屋内一时静悄悄的,珠姨吸了吸鼻子继续说:“这十六年来,你们太奶奶时常不安,有时烧香拜佛,忏悔自己的罪过,有一次我见她唉声叹气,说什么怕报应会来,我觉得奇怪,就问她,袁生是我杀的,而我杀了袁生也是一时错手,这样的事情发生了,又怎么能怪她了,我说她没必要为我的事情忏悔,每天的长吁短叹的。”顿了顿,“可是你们太奶奶说,她每日忏悔,并不是因为这个事情,而是因为血蜘蛛的事情,我觉得更加奇怪,我说,即便血蜘蛛那时不咬人,也不代表以后就不咬人,她是在为民除害罢了,可谁知她连声叹气,对我说‘珠儿啊,并不是这样的,血蜘蛛根本就不会吸人血,也不会咬死人的,这种通体泛黑的蜘蛛,顶多因为生理所需,在月圆之夜,因为本来的趋向性吸些鸡啊狗的血罢了,他们若是咬一口人,人只会觉得突然一阵麻痹感罢了,倘或它们吸一口人的血,自己是必死了的,所以,血蜘蛛对于人来说,是根本没什么危害性的,可是我造了孽,将这样与人井水不犯河水的生命都给烧死了,珠儿啊,是我造了孽。’”珠姨说到这里,抬眼看一看阿宁她们,“所以说,这些天来无缘无故的死去的曹远小妹跟圆圆,根本就不可能是被血蜘蛛咬死的,血蜘蛛咬不死人,况且血蜘蛛也吸不了人的血。”

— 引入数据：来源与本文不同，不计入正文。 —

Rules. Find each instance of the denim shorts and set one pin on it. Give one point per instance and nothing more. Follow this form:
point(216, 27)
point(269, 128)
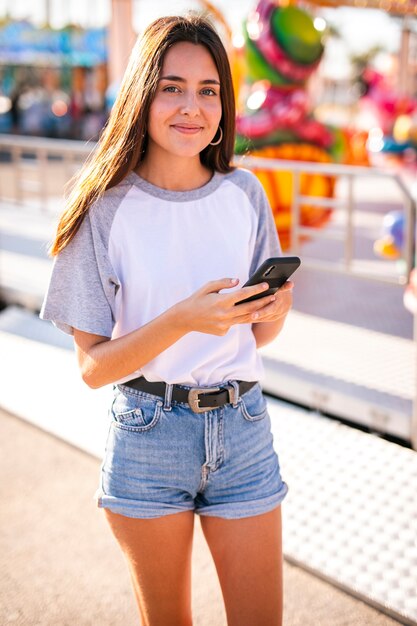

众人脸上的神色都变了又变,小艾感觉一身都起了鸡皮疙瘩,支吾道:“可是……他们的那个症状,阿远哥哥,小妹,还有圆圆……他们那么莫名其妙的就死了,除了脖子那里有一个类似被咬的小黑点,全身上下都没有伤口,他们是怎么死的呢?”
知道真相后,事情似乎变得愈发离奇,纤纤想了想:“现在看来,事情远远没有我们之前想的那么简单了,掘坝口的事情,沉渡船的事情,还有放火烧屋,在墙上写血字的事情,很明显就是人为,可是如果凶手是人的话,是怎么将他们都杀死的?”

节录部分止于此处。